ヤマハ発動機は農業用を主体に利用されている無人ヘリコプターの海外市場開拓を強化する。現状の実績は韓国のみだが、今後は豪州や米国での掘り起こしを図っていく。同社の滝沢正博常務執行役員が9月12日に都内で開いた事業説明会で表明した。

ヤマハの無人ヘリ事業をめぐっては2006年に、経済産業省が無許可輸出による外為法違反で告発する事態となり、しばらく休止状況だった。しかし昨年11月に10年ぶりの新モデルとなる『フェーザー』(本体価格1173万円)を投入、国内外での事業再構築を進めている。

滝沢常務は、すでに実績のある韓国に続いて「豪州の除草需要、米国カリフォルニア州でのワイン用ブドウへの農薬散布向けなどを開拓したい」と述べた。

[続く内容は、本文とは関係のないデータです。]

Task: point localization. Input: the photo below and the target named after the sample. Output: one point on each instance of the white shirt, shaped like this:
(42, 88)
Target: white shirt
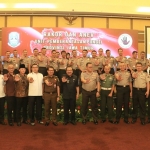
(2, 94)
(35, 88)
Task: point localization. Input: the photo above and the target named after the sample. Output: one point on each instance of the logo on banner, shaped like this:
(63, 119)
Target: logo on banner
(14, 39)
(125, 41)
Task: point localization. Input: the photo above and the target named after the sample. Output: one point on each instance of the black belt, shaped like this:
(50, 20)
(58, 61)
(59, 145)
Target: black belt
(50, 92)
(139, 88)
(122, 85)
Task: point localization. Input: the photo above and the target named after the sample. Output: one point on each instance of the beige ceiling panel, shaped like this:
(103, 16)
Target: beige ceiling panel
(64, 23)
(18, 21)
(44, 21)
(95, 22)
(119, 23)
(140, 24)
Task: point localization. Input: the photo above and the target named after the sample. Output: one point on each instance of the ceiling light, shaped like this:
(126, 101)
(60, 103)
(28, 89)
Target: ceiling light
(34, 5)
(2, 6)
(143, 9)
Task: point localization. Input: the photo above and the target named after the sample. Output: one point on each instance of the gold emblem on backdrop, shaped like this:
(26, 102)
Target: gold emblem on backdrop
(70, 19)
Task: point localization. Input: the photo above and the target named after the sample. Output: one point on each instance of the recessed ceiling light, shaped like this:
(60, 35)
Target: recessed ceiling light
(143, 9)
(34, 5)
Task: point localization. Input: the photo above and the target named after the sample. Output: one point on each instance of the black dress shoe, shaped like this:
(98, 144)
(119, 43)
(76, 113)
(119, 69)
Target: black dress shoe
(95, 122)
(126, 121)
(133, 121)
(111, 121)
(11, 124)
(25, 122)
(18, 123)
(46, 123)
(55, 123)
(116, 122)
(3, 123)
(103, 121)
(73, 122)
(84, 121)
(142, 122)
(65, 123)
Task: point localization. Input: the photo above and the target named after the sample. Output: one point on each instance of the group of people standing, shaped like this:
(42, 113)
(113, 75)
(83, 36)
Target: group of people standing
(27, 81)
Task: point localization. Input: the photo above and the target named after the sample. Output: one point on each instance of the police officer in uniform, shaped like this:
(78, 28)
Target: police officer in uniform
(124, 91)
(43, 62)
(53, 61)
(90, 90)
(34, 58)
(70, 94)
(110, 61)
(131, 62)
(107, 83)
(120, 59)
(95, 61)
(16, 61)
(51, 94)
(73, 63)
(140, 93)
(144, 61)
(25, 60)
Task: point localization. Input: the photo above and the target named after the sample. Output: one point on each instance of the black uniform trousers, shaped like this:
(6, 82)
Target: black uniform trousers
(2, 103)
(11, 104)
(43, 71)
(123, 97)
(69, 104)
(35, 100)
(86, 95)
(21, 102)
(139, 100)
(105, 99)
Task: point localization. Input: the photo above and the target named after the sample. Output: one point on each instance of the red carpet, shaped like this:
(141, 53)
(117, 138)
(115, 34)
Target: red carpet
(105, 136)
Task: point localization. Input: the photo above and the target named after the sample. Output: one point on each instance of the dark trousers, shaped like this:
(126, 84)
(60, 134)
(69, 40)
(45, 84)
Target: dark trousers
(86, 95)
(2, 103)
(43, 70)
(69, 104)
(139, 100)
(50, 100)
(21, 102)
(11, 107)
(35, 100)
(123, 96)
(105, 99)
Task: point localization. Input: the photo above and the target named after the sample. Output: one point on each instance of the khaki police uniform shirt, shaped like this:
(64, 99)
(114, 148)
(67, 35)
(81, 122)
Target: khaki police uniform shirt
(110, 61)
(73, 62)
(94, 79)
(141, 80)
(93, 61)
(65, 61)
(34, 60)
(54, 80)
(100, 61)
(144, 62)
(16, 62)
(25, 61)
(54, 63)
(82, 62)
(22, 86)
(108, 82)
(44, 61)
(132, 63)
(120, 59)
(125, 78)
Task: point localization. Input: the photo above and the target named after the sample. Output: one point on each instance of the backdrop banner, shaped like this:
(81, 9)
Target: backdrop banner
(68, 39)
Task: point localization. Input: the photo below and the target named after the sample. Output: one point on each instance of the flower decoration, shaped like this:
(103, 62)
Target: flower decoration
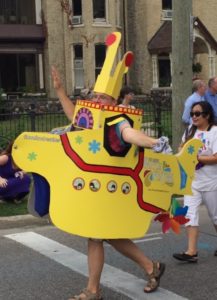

韓国は日本と同じ稲作用に使われており、現在約200機の実績があるが、800機程度まで伸ばしたいという。

豪州は2輪車の販売会社を通じ、まだ10数機をサンプル出荷した段階。また、米国については運転試験を進めているものの、産業用途の無人ヘリはまだ国が認めておらず、議会などへのロビー活動にも取り組む方針だという。無人ヘリは国内では稲作農地面積の3割程度で利用されており、ヤマハ製はほぼ独占状態で約2500機が稼働している。